Python SDK for building voice-enabled applications using Speechmatics Real-Time API. Optimized for specific use cases: conversational AI, voice agents, transcription services, and real-time captioning.

Table of Contents

What is the Voice SDK?

The Voice SDK is a higher-level abstraction built on top of the Speechmatics Real-Time API (speechmatics-rt). While the Real-Time API provides raw transcription events (words and utterances), the Voice SDK adds:

  • Intelligent Segmentation - Groups words into meaningful speech segments per speaker
  • Turn Detection - Automatically detects when speakers finish their turns using adaptive or ML-based methods
  • Speaker Management - Focus on or ignore specific speakers in multi-speaker scenarios
  • Preset Configurations - Ready-to-use configs for common use cases (conversation, note-taking, captions)
  • Simplified Event Handling - Receive clean, structured segments instead of raw word-level events

When to Use Voice SDK vs Real-Time API

Use Voice SDK when:

  • You are building conversational AI or voice agents
  • You need automatic turn detection
  • You want speaker-focused transcription
  • You need ready-to-use presets for common scenarios

Use Real-Time API when:

  • You only need raw, word-level events
  • You are building custom segmentation / aggregation logic
  • You want fine-grained control over every event

Installation

# Standard installation
pip install speechmatics-voice

# With VAD and SMART_TURN (ML-based turn detection)
pip install speechmatics-voice[smart]

Note: Some features require additional ML dependencies (ONNX runtime, transformers). If not installed, these features will be unavailable and a warning will be shown.

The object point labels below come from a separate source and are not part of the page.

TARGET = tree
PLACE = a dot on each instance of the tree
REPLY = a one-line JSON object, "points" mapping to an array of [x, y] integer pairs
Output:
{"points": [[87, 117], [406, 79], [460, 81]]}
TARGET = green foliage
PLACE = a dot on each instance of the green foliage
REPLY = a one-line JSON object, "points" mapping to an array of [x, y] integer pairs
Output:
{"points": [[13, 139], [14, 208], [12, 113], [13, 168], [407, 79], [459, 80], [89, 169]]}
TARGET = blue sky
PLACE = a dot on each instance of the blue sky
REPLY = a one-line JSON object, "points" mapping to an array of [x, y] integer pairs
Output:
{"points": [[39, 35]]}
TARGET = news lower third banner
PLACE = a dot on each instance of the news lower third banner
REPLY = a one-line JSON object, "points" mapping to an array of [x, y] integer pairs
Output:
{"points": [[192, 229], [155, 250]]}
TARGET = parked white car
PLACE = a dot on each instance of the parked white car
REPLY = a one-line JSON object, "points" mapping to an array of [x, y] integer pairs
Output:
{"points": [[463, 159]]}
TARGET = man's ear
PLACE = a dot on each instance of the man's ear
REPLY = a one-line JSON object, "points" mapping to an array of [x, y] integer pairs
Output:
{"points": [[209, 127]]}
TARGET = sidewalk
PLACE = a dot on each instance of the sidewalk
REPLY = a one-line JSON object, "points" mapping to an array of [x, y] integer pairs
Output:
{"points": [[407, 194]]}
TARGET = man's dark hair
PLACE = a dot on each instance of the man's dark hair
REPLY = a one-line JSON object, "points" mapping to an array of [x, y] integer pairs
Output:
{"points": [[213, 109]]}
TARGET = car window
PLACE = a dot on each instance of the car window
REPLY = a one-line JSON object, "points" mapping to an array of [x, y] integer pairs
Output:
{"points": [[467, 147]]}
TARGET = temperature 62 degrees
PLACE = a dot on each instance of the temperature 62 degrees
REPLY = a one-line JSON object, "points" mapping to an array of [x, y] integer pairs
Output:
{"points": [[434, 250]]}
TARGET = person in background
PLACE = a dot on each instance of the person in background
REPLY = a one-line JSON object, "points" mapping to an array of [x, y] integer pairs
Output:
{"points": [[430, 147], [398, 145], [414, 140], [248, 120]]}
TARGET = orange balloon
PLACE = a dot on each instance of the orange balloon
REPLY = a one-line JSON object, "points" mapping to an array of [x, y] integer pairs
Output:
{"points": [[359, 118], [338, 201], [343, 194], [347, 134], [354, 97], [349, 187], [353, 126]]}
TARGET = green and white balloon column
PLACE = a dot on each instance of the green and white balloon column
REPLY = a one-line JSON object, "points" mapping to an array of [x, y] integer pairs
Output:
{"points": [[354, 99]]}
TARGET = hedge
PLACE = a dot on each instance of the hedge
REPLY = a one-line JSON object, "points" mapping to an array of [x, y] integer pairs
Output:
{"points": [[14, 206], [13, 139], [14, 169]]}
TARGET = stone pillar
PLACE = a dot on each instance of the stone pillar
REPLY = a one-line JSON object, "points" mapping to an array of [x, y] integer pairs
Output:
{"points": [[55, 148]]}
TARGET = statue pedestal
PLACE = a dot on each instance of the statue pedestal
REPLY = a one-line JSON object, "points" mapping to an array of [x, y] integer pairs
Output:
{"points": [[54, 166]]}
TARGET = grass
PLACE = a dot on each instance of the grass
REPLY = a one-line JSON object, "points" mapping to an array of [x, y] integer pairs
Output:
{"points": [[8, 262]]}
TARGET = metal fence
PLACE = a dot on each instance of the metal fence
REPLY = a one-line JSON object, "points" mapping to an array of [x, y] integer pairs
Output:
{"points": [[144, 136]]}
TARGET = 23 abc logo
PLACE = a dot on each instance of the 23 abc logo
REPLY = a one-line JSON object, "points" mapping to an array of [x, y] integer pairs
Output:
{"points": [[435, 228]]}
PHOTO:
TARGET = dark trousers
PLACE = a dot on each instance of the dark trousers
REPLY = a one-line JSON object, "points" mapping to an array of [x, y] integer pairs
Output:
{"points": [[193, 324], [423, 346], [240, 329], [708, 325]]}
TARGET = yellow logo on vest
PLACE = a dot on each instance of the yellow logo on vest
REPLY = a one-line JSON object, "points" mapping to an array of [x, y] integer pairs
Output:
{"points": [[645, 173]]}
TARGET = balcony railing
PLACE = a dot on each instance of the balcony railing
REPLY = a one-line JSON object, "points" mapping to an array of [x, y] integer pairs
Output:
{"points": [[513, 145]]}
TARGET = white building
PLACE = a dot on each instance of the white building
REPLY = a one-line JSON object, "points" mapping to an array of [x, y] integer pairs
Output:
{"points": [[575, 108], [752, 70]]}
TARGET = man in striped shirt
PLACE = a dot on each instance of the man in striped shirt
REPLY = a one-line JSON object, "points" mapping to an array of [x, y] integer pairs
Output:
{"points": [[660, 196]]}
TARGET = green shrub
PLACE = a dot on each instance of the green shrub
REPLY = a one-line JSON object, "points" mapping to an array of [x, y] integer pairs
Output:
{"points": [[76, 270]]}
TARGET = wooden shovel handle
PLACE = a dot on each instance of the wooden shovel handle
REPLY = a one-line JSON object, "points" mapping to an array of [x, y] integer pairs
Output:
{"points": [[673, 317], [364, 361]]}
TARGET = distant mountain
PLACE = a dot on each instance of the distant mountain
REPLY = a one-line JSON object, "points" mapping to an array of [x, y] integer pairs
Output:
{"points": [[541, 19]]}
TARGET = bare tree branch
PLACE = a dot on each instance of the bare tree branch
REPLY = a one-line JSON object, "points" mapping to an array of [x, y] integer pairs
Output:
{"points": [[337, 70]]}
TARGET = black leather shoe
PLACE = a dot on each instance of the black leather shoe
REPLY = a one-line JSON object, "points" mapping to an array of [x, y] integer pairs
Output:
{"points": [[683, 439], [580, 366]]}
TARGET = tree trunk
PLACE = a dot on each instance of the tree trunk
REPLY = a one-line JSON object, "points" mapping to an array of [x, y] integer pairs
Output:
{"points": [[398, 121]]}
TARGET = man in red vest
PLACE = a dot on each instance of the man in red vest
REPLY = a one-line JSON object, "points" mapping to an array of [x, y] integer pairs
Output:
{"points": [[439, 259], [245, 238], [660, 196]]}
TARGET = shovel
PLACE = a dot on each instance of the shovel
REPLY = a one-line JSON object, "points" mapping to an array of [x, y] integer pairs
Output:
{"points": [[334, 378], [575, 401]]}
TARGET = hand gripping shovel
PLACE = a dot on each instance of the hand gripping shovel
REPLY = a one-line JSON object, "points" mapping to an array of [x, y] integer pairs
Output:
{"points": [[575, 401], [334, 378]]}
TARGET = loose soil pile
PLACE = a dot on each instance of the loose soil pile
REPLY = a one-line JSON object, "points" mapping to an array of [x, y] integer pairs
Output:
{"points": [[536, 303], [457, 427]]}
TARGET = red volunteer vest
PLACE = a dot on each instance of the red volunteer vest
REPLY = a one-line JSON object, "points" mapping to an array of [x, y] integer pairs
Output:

👉 Using Docker? Click to see how to install the required models.

Use within Docker

If you are using a Docker container with the Voice SDK installed and you require the smart features (SMART_TURN), then you can use the following in your Dockerfile to make sure the ML models are included and not downloaded at runtime.

"""
Download the Voice SDK required models during the build process.
"""

from speechmatics.voice import SileroVAD, SmartTurnDetector


def load_models():
    SileroVAD.download_model()
    SmartTurnDetector.download_model()


if __name__ == "__main__":
    load_models()

Then, in your Dockerfile, include the following:

COPY ./models.py models.py
RUN uv run models.py

This copies the script and runs it as part of the build.

Quick Start

Basic Example

A simple example that shows complete sentences as they have been finalized, with different speakers shown with different IDs.

import asyncio
import os
from speechmatics.rt import Microphone
from speechmatics.voice import VoiceAgentClient, AgentServerMessageType

async def main():
    """Stream microphone audio to Speechmatics Voice Agent using 'scribe' preset"""

    # Audio configuration
    SAMPLE_RATE = 16000         # Hz
    CHUNK_SIZE = 160            # Samples per read
    PRESET = "scribe"           # Configuration preset

    # Create client with preset
    client = VoiceAgentClient(
        api_key=os.getenv("SPEECHMATICS_API_KEY"),
        preset=PRESET
    )

    # Print finalised segments of speech with speaker ID
    @client.on(AgentServerMessageType.ADD_SEGMENT)
    def on_segment(message):
        for segment in message["segments"]:
            speaker = segment["speaker_id"]
            text = segment["text"]
            print(f"{speaker}: {text}")

    # Setup microphone
    mic = Microphone(SAMPLE_RATE, CHUNK_SIZE)
    if not mic.start():
        print("Error: Microphone not available")
        return

    # Connect to the Voice Agent
    await client.connect()

    # Stream microphone audio (interruptable using keyboard)
    try:
        while True:
            audio_chunk = await mic.read(CHUNK_SIZE)
            if not audio_chunk:
                break # Microphone stopped producing data
            await client.send_audio(audio_chunk)
    except KeyboardInterrupt:
        pass
    finally:
        await client.disconnect()

if __name__ == "__main__":
    asyncio.run(main())

Configuring a Voice Agent Client

When creating a VoiceAgentClient, there are several ways to configure it:

  1. Presets - optimised configurations for common use cases. These require no further configuration to be set.
# Low latency preset - for fast responses (may split speech in to smaller segments)
client = VoiceAgentClient(api_key=api_key, preset="fast")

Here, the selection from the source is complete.